What is your greater impact on food waste in America
We know that once unused food enters the this chain, it ends up in dumpsters, creating methane gas. This is negative for a number of reasons. Along the way to a dumpster, there are many ways to decrease food waste but our goal is keep food out of the supply chain all together–going straight from the farm to people who are hungry.
In hunger relief there is a lot of processed food and our feeling is that people who are trying to better themselves, need basic nourishment or it won’t be successful. Gleaning gives them a better chance.
All this sunshine got you thinking about tomato season? Me too. If you started plants indoors, get them out for a little sun while we have it.
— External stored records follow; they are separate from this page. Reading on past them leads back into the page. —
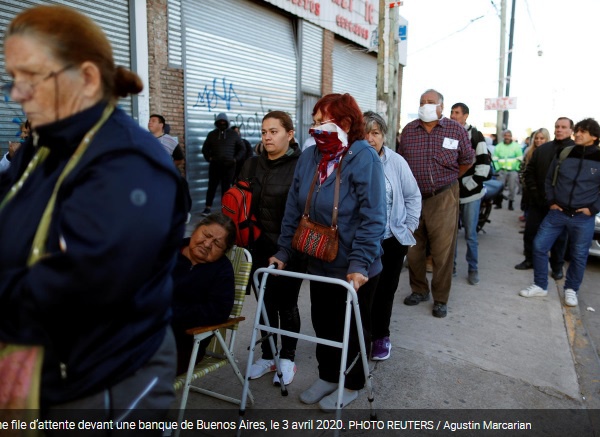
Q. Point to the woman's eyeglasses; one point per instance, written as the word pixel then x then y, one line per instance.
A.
pixel 320 123
pixel 26 89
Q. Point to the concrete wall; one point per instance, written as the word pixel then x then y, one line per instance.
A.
pixel 165 82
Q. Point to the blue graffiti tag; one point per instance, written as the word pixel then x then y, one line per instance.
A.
pixel 210 97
And while we wait for the long hotter days of summer, here’s a simple, super flavorful cherry tomato pasta recipe from Chef Sara Jenkins.
Spaghetti with Sun-burst Tomatoes and Grated Bottarga
(from The Four Seasons of Pasta by Sara Jenkins and Nancy Harmon Jenkins, Avery Books)
Bottarga is the dried roe of either mullet or tuna, and an age-old Mediterranean tradition It is expensive, but a little goes a long way.
Bottarga adds complexity and depth to the basic dish, but if you don’t have it, the pasta is still good with its tomato sauce. Without bottarga, however, we’d substitute basil for the arugula and garnish with grated parmigiano or grana padano cheese.
If possible select from an array of little grape and cherry tomatoes, red and yellow, mixing them up for a colorful presentation.
Ingredients Serves 6
¼ cup extra-virgin olive oil
2 or 3 pints (about 2 pounds) mixed small tomatoes—cherry, grape, and currant
Fine sea salt and freshly ground black pepper
2 garlic cloves, thinly sliced
About 1 pound (500 grams) spaghetti
Handful of chopped fresh arugula, leaves only (discard tough stems)
2/3 cup grated or shaved bottarga
Bring 4 to 6 quarts of water to a rolling boil.
While the water is heating, add the oil to a large heavy skillet and set over medium-high heat. When the oil is very hot (but not smoking) add half the tomatoes, sprinkle them quickly with salt and cook, tossing the skillet, until the tomatoes start to wrinkle and collapse. Add the rest of the tomatoes and continue cooking and tossing for another 2 minutes. (Yes, some of the tomatoes will be more cooked than others—that’s the point.)
Push the tomatoes to one side and add the garlic to the pan. As the garlic starts to soften, mix it in with the tomatoes, gently pressing the tomatoes to release some of their juices. When the sauce is thick, remove from the heat and add a pinch of salt and a few turns of the peppermill. Keep the sauce warm until the pasta is done.
Add salt and pasta to the boiling water and cook according to directions below.
Drain the pasta when it’s al dente, transfer to a warmed bowl, and immediately toss with the warm tomato sauce, stirring in the parsley. Toss again, then sprinkle with the bottarga and serve immediately.